A Dash of King's Yellow

DOUBLE MUSCADINE (335 pp.)--Frances Gaither--Macmlllan ($3.50).

In the old South, double muscadine was a bedspread design, named for the leaf of the scuppernong-wine grape. "Rench" was the word for rinse, and "wropping" was the method of braiding pickaninny pigtails. In Mississippi at least, a perjured slave was subject to "have both your ears nailed to the pillory, and cut off, and receive thirty-nine lashes on your bare back, well laid on, at the common whipping post." Then as now, a cockleburr was regarded as a bad thing to get under a saddle.

These are among the fresher things that Double Muscadine has to say. The rest of the 335 pages reveal (in the words of the jacket) how "Martha ... a mere slip of a girl. . . began to learn the things about her husband that so many Southern women in slavery days had to know and bear in silence." Mississippian Kirk McLean is not only "downright fond" of scuppernong wine, he is also the father of at least two quadroons. One day a disgruntled and sulking yellow girl flavors the family tea with a dash of king's yellow, or orpiment, an arsenious pigment. Somebody dies, and the girl is brought to trial.

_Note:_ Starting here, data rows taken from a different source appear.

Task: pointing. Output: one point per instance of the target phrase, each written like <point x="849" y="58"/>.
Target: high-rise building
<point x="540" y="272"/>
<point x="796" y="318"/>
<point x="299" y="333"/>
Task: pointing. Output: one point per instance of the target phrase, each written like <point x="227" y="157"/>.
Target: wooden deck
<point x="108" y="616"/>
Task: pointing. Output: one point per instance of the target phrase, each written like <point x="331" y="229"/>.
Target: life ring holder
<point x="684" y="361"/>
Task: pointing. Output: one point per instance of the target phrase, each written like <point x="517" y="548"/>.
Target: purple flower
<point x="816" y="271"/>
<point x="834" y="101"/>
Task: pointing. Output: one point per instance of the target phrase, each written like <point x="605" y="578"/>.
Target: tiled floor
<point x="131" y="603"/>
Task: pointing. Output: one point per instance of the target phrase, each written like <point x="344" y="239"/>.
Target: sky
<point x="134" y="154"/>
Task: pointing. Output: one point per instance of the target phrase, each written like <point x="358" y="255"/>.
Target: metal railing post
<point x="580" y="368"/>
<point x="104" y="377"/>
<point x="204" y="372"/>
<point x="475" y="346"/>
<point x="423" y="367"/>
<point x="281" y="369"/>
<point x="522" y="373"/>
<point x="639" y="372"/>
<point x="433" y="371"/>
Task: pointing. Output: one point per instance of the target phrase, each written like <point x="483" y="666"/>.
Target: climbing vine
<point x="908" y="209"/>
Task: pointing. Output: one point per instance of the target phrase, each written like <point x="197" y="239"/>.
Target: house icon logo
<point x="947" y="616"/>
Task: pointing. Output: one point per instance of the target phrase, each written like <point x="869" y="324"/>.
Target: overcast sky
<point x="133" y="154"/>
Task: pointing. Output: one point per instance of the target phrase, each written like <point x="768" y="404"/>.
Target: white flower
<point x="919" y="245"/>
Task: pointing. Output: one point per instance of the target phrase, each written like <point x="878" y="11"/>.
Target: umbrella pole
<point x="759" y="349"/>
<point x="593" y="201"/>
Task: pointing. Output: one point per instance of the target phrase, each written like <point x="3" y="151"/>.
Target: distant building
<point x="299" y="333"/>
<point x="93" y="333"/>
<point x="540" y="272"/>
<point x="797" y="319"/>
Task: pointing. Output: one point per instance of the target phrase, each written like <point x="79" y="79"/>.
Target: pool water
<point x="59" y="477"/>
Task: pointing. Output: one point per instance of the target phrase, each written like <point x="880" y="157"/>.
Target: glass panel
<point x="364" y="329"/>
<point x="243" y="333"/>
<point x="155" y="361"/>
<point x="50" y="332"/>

The Book-of-the-Month Club, which picked Mississippi-raised Frances Gaither's novel as its March selection, can reasonably expect that thousands of readers will plug right along until they find out whether the yellow girl gets off or not. Before they get through, however, a good many who order this one will understand the words of Kirk's plain-spoken sister-in-law: "There ain't a mite of use of dodging pain. [God will] hand you the cup, and then you got to dreen it . . ."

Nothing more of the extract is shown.